On se plaint souvent que la plate-forme avec graphismes 2D est plus ou moins morte en même temps que l'ère 16 bits, renvoyant les débats à de doux souvenirs où la moindre adaptation de Disney était synonyme de hit en puissance. Des décennies plus tard, le studio
DreamRift a pour mission de raviver cette illustre flamme et prouve malheureusement qu'un jeu du genre, aussi simple soit-il à faire sur le papier, peut-être finalement une belle déception.

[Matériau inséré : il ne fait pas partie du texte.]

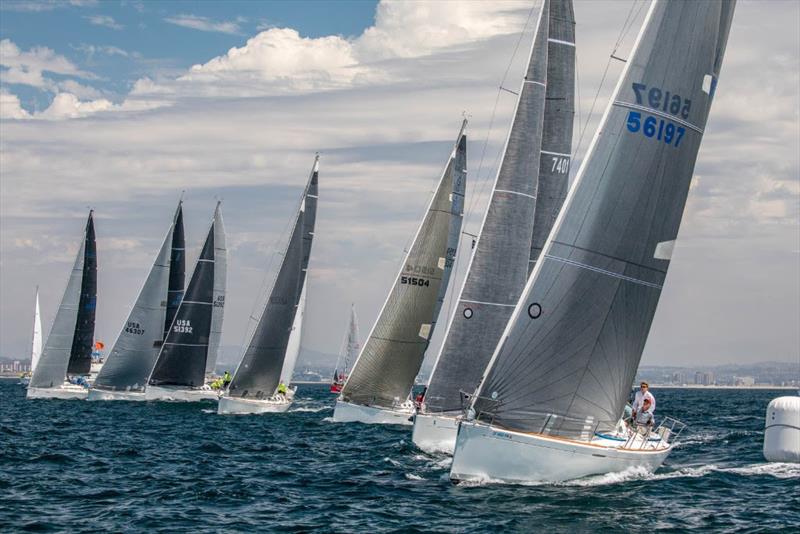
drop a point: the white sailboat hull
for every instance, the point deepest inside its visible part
(435, 433)
(346, 412)
(490, 454)
(64, 391)
(105, 395)
(179, 394)
(233, 406)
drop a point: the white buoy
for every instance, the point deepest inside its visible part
(782, 430)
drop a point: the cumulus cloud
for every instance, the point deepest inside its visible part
(104, 20)
(205, 24)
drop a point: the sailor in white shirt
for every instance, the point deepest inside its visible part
(641, 395)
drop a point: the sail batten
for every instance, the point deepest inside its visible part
(390, 359)
(571, 350)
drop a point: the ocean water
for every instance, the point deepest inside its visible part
(75, 466)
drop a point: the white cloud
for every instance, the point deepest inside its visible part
(27, 67)
(205, 24)
(10, 107)
(104, 20)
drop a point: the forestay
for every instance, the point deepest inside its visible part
(499, 266)
(51, 371)
(571, 350)
(135, 351)
(392, 355)
(265, 360)
(182, 358)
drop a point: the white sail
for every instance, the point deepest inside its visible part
(36, 342)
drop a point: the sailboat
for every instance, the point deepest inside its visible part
(348, 354)
(272, 351)
(529, 189)
(36, 341)
(549, 404)
(379, 385)
(180, 368)
(125, 372)
(66, 359)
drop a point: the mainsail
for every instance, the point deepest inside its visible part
(571, 350)
(74, 312)
(263, 363)
(526, 184)
(182, 358)
(177, 269)
(36, 342)
(392, 355)
(135, 351)
(220, 283)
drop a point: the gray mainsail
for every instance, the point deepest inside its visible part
(499, 266)
(260, 370)
(135, 351)
(220, 284)
(182, 358)
(392, 355)
(572, 347)
(51, 371)
(559, 115)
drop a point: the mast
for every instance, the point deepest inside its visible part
(570, 352)
(392, 355)
(136, 348)
(182, 358)
(267, 359)
(498, 268)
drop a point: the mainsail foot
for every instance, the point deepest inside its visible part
(240, 406)
(435, 433)
(180, 394)
(484, 453)
(346, 412)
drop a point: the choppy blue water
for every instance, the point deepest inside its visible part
(76, 466)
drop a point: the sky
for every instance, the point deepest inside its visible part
(121, 106)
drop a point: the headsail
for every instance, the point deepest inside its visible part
(177, 269)
(498, 268)
(392, 355)
(182, 358)
(264, 362)
(51, 371)
(80, 359)
(220, 284)
(571, 350)
(135, 351)
(36, 342)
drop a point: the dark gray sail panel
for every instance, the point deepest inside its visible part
(80, 360)
(392, 355)
(259, 372)
(182, 359)
(574, 343)
(51, 371)
(177, 269)
(559, 114)
(499, 266)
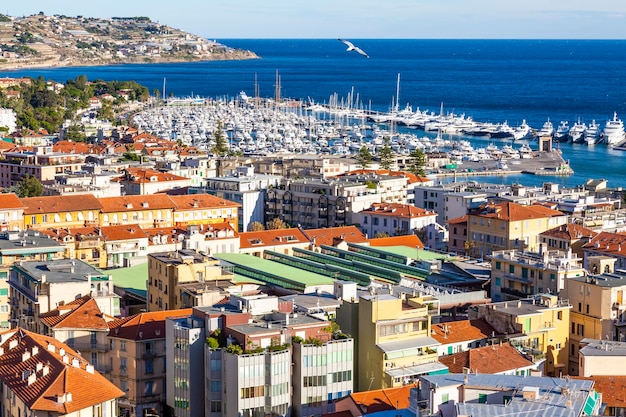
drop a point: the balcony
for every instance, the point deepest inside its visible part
(90, 346)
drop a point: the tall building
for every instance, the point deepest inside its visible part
(185, 279)
(137, 359)
(516, 274)
(392, 338)
(508, 225)
(598, 311)
(539, 326)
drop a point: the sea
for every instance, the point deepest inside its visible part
(489, 80)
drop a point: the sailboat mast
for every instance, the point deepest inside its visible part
(398, 93)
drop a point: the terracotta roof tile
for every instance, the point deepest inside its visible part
(398, 210)
(18, 361)
(462, 330)
(83, 313)
(10, 201)
(136, 203)
(486, 360)
(195, 201)
(327, 236)
(570, 231)
(609, 243)
(60, 204)
(144, 326)
(383, 399)
(612, 388)
(123, 232)
(271, 238)
(412, 241)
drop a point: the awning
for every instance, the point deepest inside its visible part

Les développeurs ne pensaient pourtant pas s'y tromper : une belle 2D, des univers connus de tous (Aladdin, Peter Pan...), quelques boss et une jouabilité sans véritable faille, on semblait tenir là une parfaite ode au old-school. Sans qu'on « s'embête » rapidement (pour ne pas dire autre chose). La principale cause de ce fait vient d'un level-design d'une fainéantise absolue, les niveaux manquant clairement de renouvellement et se cantonnant à la formule classique du plan horizontal avec de trop rares raisons occasions de monter trop haut ou de descendre trop bas. D'ailleurs, l'espèce de carte simplifiée sur l'écran du bas est suffisamment éloquente : de larges secteurs avec de trop rares plates-formes ou pièges pour vraiment être surpris. On reprochera aussi la facilité d'avoir, justement, réutiliser les univers Disney là où un minimum d'audace aurait permis quelques surprises et une sensation de dépaysement. Plaignons ensemble les fans de
Kingdom Hearts .
Sans parvenir à offrir des niveaux corrects, l'équipe a également peiné dans sa tentative de réactualisation du gameplay, alors que tout partait à chaque fois d'une bonne idée. Octroyer un pinceau à Mickey lui permettant (en plus d'attaquer) de faire apparaître et disparaître des choses à des endroits indiqués ? Pas bête, sauf que freezer l'action et passer son temps à dessiner ou effacer telle ou telle chose se montre des plus lassants au bout de quelques minutes. Avoir ajouté la possibilité de récupérer des amis « cachés » dans les niveaux pour les ramener au château des Illusions afin qu'ils nous confient des quêtes annexes ? Succulente idée pour gonfler la durée de vie (2h en ligne droite), sauf que les quêtes en question ne vont jamais plus loin que « va parler à untel dans le château » ou « va me récupérer x objet qui sera soudainement apparu dans tel niveau ». Seul le magasin de Picsou permettant de gonfler ses statistiques (barre de vie, puissance d'attaque...) reste finalement une nouveauté à retenir.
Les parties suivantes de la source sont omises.